Kepala BKHIT Maluku Willy Indra Yunan dihubungi dari Ambon, Sabtu mengatakan kerja sama ini merupakan bagian dari pelaksanaan tugas dan fungsi karantina sebagaimana diamanatkan dalam Undang-Undang Nomor 21 Tahun 2019 tentang Karantina Hewan, Ikan, dan Tumbuhan.

Ia menjelaskan, regulasi tersebut menegaskan peran strategis karantina dalam mencegah masuk, keluar, dan tersebarnya Hama Penyakit Hewan Karantina (HPHK), Hama Penyakit Ikan Karantina (HPIK), serta Organisme Pengganggu Tumbuhan Karantina (OPTK).

“Penguatan sinergi dengan pemerintah daerah menjadi langkah penting untuk memastikan pengawasan lalu lintas hewan, ikan, dan tumbuhan berjalan optimal, sekaligus mendukung peningkatan kualitas dan daya saing komoditas unggulan Kabupaten Buru,” ujarnya.

Pihaknya pun menempatkan sedikitnya 10 petugas di pintu masuk Kabupaten Buru untuk memastikan pengawasan berjalan dengan baik.

Sementara itu, Bupati Buru Ikram Umasugi menyampaikan dukungan penuh terhadap penguatan fungsi karantina di daerahnya.

Ia menegaskan peran karantina sangat strategis dalam menjaga keamanan pangan, melindungi sumber daya alam hayati, serta meningkatkan daya saing komoditas pertanian dan perikanan.

“Kami mendukung penuh upaya karantina dalam melakukan pengawasan lalu lintas hewan, ikan, dan tumbuhan di wilayah Kabupaten Buru. Sinergi ini penting untuk menjaga kualitas komoditas sekaligus mendorong peningkatan ekspor daerah,” kata Bupati.

Menurutnya, menjelang Hari Raya Idul Fitri, arus lalu lintas media pembawa melalui Pelabuhan Laut Namlea diperkirakan meningkat. Karena itu, koordinasi lintas sektor dinilai penting guna memastikan keamanan dan mutu pangan tetap terjaga bagi masyarakat.

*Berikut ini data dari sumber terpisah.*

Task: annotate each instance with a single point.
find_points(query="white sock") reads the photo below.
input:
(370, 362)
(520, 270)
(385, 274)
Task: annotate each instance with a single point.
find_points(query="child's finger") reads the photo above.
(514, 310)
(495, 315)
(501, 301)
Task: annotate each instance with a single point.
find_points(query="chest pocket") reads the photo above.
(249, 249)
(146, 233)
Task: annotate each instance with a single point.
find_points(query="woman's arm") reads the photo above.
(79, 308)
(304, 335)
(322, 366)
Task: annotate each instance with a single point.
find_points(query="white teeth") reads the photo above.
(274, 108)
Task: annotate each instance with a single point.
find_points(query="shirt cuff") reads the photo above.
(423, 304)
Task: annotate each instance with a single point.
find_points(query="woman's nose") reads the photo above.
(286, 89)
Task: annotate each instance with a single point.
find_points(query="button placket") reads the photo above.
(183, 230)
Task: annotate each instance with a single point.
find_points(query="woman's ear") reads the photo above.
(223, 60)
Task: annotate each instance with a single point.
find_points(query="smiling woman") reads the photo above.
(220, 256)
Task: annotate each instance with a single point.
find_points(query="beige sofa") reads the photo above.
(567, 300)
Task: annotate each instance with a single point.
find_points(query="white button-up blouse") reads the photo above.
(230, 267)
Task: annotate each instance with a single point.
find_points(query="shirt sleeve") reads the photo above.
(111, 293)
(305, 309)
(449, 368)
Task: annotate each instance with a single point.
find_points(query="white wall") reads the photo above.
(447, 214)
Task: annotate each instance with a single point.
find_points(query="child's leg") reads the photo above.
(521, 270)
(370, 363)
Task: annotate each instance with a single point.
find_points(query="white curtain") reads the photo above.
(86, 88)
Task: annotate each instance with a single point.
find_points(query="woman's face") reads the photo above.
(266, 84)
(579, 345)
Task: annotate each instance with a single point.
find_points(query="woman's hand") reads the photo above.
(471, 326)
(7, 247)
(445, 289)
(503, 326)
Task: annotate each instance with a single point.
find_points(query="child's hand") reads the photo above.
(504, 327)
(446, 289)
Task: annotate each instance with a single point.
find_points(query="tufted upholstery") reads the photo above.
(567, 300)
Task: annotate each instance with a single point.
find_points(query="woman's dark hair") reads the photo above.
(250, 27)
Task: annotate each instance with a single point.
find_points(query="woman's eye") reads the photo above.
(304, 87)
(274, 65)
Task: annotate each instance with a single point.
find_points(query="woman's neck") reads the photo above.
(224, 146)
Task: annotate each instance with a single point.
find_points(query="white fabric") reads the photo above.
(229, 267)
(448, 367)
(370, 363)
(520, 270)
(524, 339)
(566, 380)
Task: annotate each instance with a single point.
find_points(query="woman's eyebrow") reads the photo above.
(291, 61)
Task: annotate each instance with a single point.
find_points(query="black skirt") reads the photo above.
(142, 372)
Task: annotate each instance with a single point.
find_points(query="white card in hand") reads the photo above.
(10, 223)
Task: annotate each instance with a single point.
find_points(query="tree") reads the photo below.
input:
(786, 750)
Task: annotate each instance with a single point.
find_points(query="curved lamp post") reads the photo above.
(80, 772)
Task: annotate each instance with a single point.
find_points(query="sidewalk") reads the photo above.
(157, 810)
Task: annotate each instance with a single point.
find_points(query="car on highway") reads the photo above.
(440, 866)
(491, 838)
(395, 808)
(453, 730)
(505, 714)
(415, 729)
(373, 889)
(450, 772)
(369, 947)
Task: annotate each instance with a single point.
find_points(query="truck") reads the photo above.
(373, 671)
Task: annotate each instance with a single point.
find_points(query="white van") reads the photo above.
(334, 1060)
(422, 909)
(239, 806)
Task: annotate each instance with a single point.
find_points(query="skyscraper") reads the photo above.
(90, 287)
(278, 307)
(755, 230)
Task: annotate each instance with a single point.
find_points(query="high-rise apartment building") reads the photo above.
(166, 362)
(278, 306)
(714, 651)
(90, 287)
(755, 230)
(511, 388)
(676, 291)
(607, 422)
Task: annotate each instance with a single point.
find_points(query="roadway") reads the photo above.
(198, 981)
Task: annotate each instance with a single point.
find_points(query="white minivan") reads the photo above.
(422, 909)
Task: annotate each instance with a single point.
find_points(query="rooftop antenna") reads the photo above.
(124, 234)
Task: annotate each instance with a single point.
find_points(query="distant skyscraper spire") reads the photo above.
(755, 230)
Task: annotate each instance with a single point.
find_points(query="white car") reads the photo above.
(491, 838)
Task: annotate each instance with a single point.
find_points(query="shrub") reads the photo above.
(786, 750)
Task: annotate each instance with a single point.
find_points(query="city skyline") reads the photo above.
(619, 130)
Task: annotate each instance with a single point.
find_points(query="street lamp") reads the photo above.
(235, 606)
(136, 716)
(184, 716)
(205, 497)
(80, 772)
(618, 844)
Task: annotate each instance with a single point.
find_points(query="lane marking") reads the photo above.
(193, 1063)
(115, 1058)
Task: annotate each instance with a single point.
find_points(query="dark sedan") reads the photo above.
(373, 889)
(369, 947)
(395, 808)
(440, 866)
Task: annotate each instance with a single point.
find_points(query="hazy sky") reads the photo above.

Melalui kolaborasi tersebut, diharapkan semakin solid dalam mempercepat pengembangan potensi ekspor produk unggulan Kabupaten Buru agar mampu bersaing di pasar nasional maupun internasional serta memberikan kontribusi nyata terhadap pertumbuhan ekonomi daerah.

Ia menambahkan, Pemkab Buru melakukan pendampingan kepada pelaku usaha lokal agar memenuhi standar dan persyaratan karantina, mengintensifkan sosialisasi kepada masyarakat mengenai ketentuan lalu lintas komoditas hewan, ikan, dan tumbuhan.

Kemudian memberikan dukungan administratif dan infrastruktur guna memastikan pelaksanaan tugas karantina berjalan lebih efektif dan mendukung penguatan ekonomi daerah.

Adapun komoditas unggulan Kabupaten Buru mulai dari minyak kayu putih, kayu gaharu, hingga hasil laut berupa perikanan.